BOSTON FINANCIAL TAX CREDIT FUND VIII, A LIMITED PARTNERSHIP
                                   101 Arch Street
                                   Boston, MA 02110
                                           

                                                       August 18, 1997

Dear Limited Partner: 

        As you are by now aware, two unrelated bidders have made offers to 
purchase units representing units of limited partnership interests ("Units") 
of Boston Financial Tax Credit Fund VIII, A Limited Partnership (the 
"Partnership"):

        (i)   Oldham Institutional Tax Credits LLC, a Massachusetts limited 
              liability company ("Oldham"), has made an offer (the "Oldham 
              Offer") to purchase Units for an increased cash purchase price 
              of $880 per Unit.  The Purchaser is an affiliate of Arch Street 
              VIII Limited Partnership , the general partner of the 
              Partnership (the "General Partner"), and

        (ii)  Everest Tax Credit Investors, LLC, a California limited 
              liability company, and Everest Tax Credit Investors II, LLC, a 
              California limited liability company (together, "Everest"), has 
              made an offer (the "Everest Offer") to purchase Units for a 
              cash purchase price of $840 per Unit.

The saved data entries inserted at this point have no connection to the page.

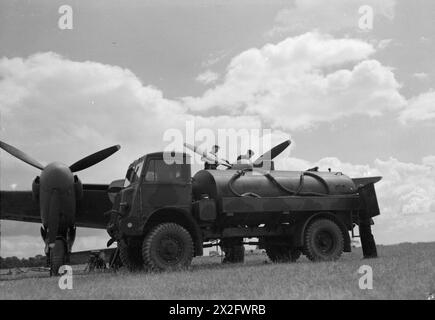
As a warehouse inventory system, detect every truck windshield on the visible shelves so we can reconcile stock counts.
[124,161,144,187]
[145,159,190,183]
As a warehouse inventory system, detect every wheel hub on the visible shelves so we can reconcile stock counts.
[159,237,183,263]
[315,231,334,253]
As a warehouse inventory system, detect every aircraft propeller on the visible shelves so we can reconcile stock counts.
[184,140,291,168]
[0,141,120,274]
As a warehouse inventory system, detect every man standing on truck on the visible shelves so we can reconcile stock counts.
[237,149,254,164]
[201,144,220,170]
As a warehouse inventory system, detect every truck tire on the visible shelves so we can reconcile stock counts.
[222,244,245,263]
[118,240,143,271]
[266,245,301,262]
[50,239,65,276]
[304,218,344,261]
[142,223,194,271]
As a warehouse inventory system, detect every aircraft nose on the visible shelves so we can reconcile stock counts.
[40,162,74,191]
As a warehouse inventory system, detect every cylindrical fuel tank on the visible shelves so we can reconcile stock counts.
[192,169,356,200]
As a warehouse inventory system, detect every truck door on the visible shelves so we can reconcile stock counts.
[141,159,191,208]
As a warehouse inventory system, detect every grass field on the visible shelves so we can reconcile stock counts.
[0,243,435,299]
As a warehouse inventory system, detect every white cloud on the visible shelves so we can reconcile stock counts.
[270,0,396,34]
[412,72,429,80]
[196,70,219,84]
[399,91,435,124]
[184,33,406,129]
[0,52,276,188]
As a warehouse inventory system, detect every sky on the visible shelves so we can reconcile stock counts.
[0,0,435,257]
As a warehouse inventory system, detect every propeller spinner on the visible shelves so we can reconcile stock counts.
[0,141,120,274]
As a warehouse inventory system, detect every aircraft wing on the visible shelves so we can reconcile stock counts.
[76,184,112,229]
[0,191,41,223]
[0,184,112,229]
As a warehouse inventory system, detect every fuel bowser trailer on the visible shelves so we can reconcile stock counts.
[107,146,381,271]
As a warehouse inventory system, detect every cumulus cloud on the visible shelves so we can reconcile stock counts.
[399,91,435,124]
[270,0,396,34]
[184,32,406,129]
[412,72,429,81]
[196,70,219,84]
[0,52,276,189]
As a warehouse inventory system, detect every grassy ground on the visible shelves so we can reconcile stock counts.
[0,243,435,299]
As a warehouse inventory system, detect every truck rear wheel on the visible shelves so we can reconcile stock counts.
[222,244,245,263]
[118,240,143,271]
[266,245,301,262]
[142,223,194,271]
[304,218,344,261]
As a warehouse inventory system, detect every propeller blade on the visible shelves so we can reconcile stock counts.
[254,140,291,166]
[0,141,44,170]
[69,145,121,172]
[184,143,231,168]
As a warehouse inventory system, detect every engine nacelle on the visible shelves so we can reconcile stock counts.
[32,176,40,201]
[74,176,83,200]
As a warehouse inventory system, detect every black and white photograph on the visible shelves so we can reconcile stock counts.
[0,0,435,304]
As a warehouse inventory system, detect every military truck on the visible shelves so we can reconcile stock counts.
[107,152,381,271]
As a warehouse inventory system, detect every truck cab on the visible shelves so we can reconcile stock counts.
[107,152,380,270]
[107,152,202,270]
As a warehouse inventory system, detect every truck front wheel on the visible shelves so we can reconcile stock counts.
[142,223,194,271]
[304,218,344,261]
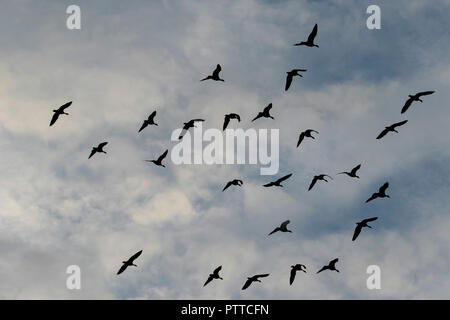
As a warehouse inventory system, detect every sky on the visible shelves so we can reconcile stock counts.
[0,0,450,299]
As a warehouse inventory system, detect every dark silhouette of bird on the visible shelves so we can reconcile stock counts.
[252,103,275,122]
[268,220,292,236]
[338,164,361,179]
[297,129,319,148]
[178,119,205,140]
[88,142,108,159]
[401,91,434,113]
[308,174,333,191]
[289,263,306,285]
[222,179,243,192]
[200,64,225,81]
[117,250,142,274]
[284,69,307,91]
[377,120,408,139]
[203,266,223,286]
[263,173,292,187]
[139,110,158,132]
[352,217,378,241]
[242,273,269,290]
[294,23,319,48]
[366,182,390,203]
[223,113,241,130]
[317,258,339,273]
[50,101,72,127]
[145,150,169,168]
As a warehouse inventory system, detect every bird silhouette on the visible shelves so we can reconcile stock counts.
[50,101,72,127]
[401,91,434,113]
[284,69,307,91]
[117,250,142,274]
[308,174,333,191]
[252,103,275,122]
[297,129,319,148]
[223,113,241,130]
[178,119,205,140]
[366,182,390,203]
[352,217,378,241]
[289,263,306,285]
[145,150,169,168]
[139,110,158,132]
[377,120,408,139]
[268,220,292,236]
[242,273,269,290]
[263,173,292,187]
[200,64,225,81]
[88,142,108,159]
[203,266,223,286]
[222,179,243,192]
[317,258,339,273]
[338,164,361,179]
[294,23,319,48]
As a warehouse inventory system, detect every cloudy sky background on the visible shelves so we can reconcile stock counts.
[0,0,450,299]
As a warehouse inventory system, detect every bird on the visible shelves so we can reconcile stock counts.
[338,164,361,179]
[139,110,158,132]
[352,217,378,241]
[223,113,241,130]
[252,103,275,122]
[317,258,339,273]
[289,263,306,285]
[377,120,408,139]
[203,266,223,286]
[242,273,269,290]
[222,179,243,192]
[308,174,333,191]
[200,64,225,82]
[284,69,307,91]
[263,173,292,187]
[178,119,205,140]
[88,142,108,159]
[50,101,72,127]
[117,250,142,274]
[297,129,319,148]
[366,182,390,203]
[145,150,169,168]
[294,23,319,48]
[401,91,434,113]
[268,220,292,236]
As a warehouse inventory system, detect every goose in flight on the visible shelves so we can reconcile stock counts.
[297,129,319,148]
[401,91,434,113]
[222,179,243,192]
[289,263,306,285]
[268,220,292,236]
[139,110,158,132]
[223,113,241,131]
[117,250,142,274]
[377,120,408,139]
[200,64,225,82]
[252,103,275,122]
[203,266,223,286]
[308,174,333,191]
[352,217,378,241]
[263,173,292,187]
[317,258,339,273]
[145,150,169,168]
[284,69,307,91]
[366,182,390,203]
[88,142,108,159]
[294,23,319,48]
[50,101,72,127]
[242,273,269,290]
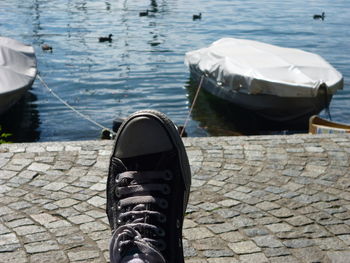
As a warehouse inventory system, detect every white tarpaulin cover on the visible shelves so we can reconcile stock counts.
[185,38,343,97]
[0,37,37,94]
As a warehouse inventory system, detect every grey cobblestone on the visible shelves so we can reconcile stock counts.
[0,135,350,263]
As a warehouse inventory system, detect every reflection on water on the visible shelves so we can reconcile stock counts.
[0,91,40,142]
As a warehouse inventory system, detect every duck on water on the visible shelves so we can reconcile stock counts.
[98,34,113,42]
[314,12,326,20]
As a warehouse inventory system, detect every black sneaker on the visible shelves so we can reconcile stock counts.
[106,111,191,263]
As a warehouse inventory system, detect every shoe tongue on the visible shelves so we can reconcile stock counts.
[121,254,146,263]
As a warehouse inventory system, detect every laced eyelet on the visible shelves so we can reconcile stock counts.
[162,185,170,195]
[159,199,168,209]
[158,214,166,223]
[164,170,173,181]
[156,227,165,237]
[114,187,121,197]
[157,239,166,251]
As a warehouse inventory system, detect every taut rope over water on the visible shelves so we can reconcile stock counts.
[180,75,204,137]
[37,74,116,135]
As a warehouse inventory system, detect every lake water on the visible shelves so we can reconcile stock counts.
[0,0,350,141]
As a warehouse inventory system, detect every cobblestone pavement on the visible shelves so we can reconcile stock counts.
[0,135,350,263]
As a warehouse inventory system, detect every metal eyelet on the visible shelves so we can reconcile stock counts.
[157,239,166,251]
[114,187,121,197]
[159,199,168,209]
[162,184,171,195]
[158,214,166,223]
[156,227,165,237]
[164,170,173,181]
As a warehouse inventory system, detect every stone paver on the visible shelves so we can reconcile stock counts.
[0,135,350,263]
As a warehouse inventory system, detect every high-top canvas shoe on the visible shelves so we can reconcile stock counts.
[106,111,191,263]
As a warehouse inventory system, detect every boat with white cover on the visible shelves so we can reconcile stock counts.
[185,38,343,124]
[0,36,37,114]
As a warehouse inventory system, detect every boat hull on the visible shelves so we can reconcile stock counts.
[190,67,332,125]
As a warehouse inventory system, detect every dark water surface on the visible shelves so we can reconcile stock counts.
[0,0,350,141]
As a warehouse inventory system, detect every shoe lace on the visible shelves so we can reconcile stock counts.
[110,171,172,263]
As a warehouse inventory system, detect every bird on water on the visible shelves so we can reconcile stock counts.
[192,13,202,20]
[98,34,113,42]
[314,12,326,20]
[139,9,149,16]
[41,44,52,52]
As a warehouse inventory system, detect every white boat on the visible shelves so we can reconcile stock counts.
[0,37,37,114]
[185,38,343,124]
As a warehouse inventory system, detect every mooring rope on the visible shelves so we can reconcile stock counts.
[37,74,116,135]
[180,75,204,137]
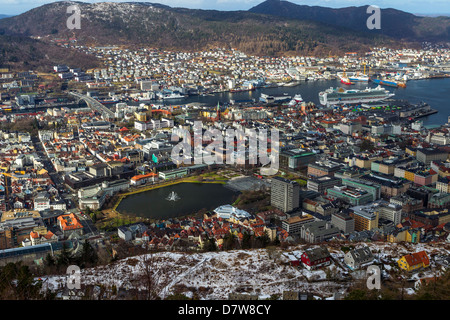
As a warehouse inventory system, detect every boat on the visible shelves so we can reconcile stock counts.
[319,86,394,106]
[259,93,292,103]
[97,99,120,104]
[288,94,303,106]
[348,74,369,82]
[166,191,181,201]
[372,79,406,88]
[341,77,354,85]
[284,81,300,87]
[340,69,354,85]
[159,92,185,100]
[348,63,369,82]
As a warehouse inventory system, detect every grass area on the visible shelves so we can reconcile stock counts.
[294,179,308,187]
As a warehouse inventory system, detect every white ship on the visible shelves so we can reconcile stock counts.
[166,191,180,201]
[319,86,394,106]
[289,94,303,106]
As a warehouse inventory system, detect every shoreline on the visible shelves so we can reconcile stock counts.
[110,178,228,215]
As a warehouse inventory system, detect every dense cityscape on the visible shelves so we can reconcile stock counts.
[0,0,450,300]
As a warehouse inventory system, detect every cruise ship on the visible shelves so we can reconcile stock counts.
[289,94,303,106]
[319,86,394,106]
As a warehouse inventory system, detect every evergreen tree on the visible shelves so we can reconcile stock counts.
[56,242,73,267]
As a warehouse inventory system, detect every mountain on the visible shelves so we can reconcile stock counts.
[249,0,450,42]
[0,1,402,55]
[0,35,102,71]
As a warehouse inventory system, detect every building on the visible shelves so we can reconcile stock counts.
[416,148,448,166]
[389,194,423,213]
[24,231,58,246]
[280,149,316,171]
[159,167,188,180]
[270,177,300,212]
[214,204,251,220]
[300,221,341,243]
[350,205,378,231]
[397,251,430,271]
[378,201,402,225]
[342,178,381,201]
[281,214,315,235]
[327,186,373,206]
[130,172,158,186]
[308,160,344,177]
[117,222,147,241]
[428,193,450,209]
[359,173,411,198]
[58,213,83,237]
[78,179,130,210]
[301,247,331,270]
[344,247,374,270]
[307,176,341,194]
[331,212,355,233]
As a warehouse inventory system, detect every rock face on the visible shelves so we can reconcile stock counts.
[0,2,395,56]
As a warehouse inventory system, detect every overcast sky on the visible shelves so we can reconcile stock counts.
[0,0,450,15]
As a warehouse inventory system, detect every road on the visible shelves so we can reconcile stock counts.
[69,92,114,119]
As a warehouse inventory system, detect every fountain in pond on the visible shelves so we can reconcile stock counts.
[166,191,180,201]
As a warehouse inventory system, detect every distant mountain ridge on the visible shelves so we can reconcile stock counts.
[0,1,401,56]
[249,0,450,41]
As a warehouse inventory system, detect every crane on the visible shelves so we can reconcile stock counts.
[0,172,15,199]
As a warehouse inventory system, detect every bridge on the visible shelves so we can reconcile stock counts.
[69,92,114,120]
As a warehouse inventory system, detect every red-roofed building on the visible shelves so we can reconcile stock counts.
[397,251,430,271]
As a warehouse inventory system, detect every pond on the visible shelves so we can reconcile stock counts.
[117,183,239,219]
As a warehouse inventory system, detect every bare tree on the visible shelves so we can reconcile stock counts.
[131,252,174,300]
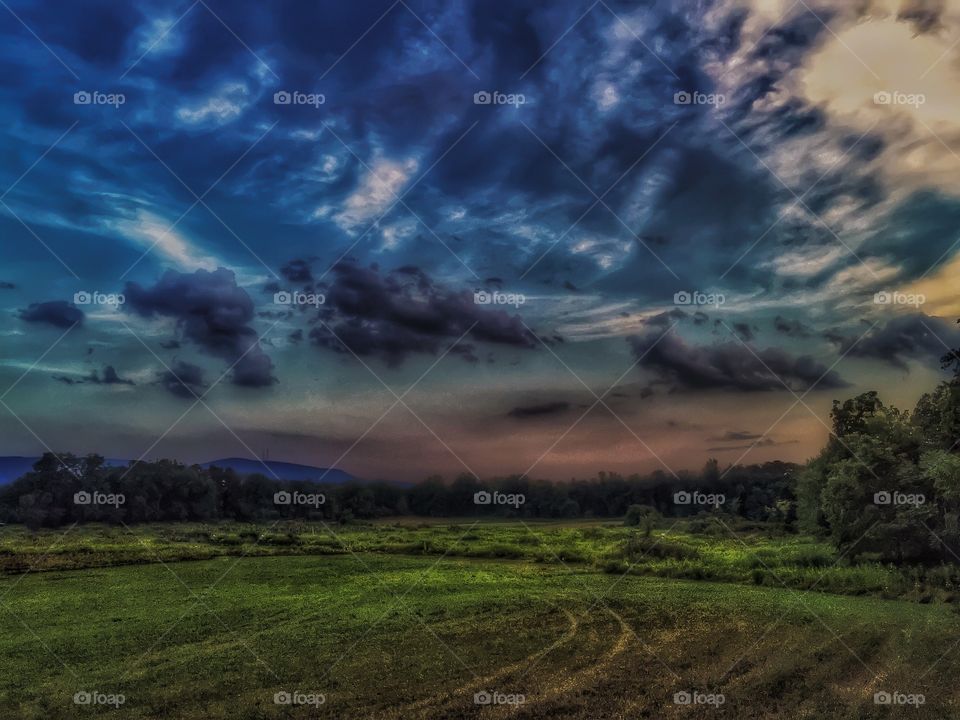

        Because the General Partner is affiliated with Oldham, the General 
Partner is expressing no opinion and are remaining neutral with respect to 
the Oldham Offer and the Everest Offer . Although the General Partner is not 
making a recommendation with respect to either offer, the General Partner 
believes that Limited Partners should carefully consider the following 
factors in making their own decision of whether to accept or reject the 
Oldham Offer or the Everest Offer:

- -   Oldham is an affiliate of the General Partner.  The executive officers 
    and directors of the managing member of Oldham also serve as the 
    executive officers and directors of the General Partner.  Therefore, the 
    General Partner, subject to its fiduciary duties, may have a conflict of 
    interest with respect to certain matters involving the Partnership and 
    its Limited Partners:

      -    There may be a conflict of interest in responding to the Oldham 
           Offer.
               
      -    If Oldham is successful in acquiring a significant number of Units 
           pursuant to the Oldham Offer, Oldham could be in a position to 
           significantly influence all Partnership decisions on which Limited 
           Partners may vote.



           This voting ability could prevent nontendering Limited Partners 
           from taking action that they desired but Oldham and the General 
           Partner opposed and enable Oldham and the General Partner to take 
           action desired by the Partnership but opposed by the nontendering 
           Limited Partners.
               
      -    There may also be a conflict of interest if Oldham's acquisition 
           of Units has the effect of making any future change in the 
           Partnership's current management by the General Partner more 
           difficult.

- -   The Everest Offer is for $840 per Unit.  The Oldham Offer exceeds the 
    Everest Offer by $40 per Unit.

- -   The Everest Offer is NOT net of transfer fees, which means that a Limited 
    Partner who tenders to Everest will be required to pay a transfer fee of 
    $10 per Unit transferred ($100 minimum).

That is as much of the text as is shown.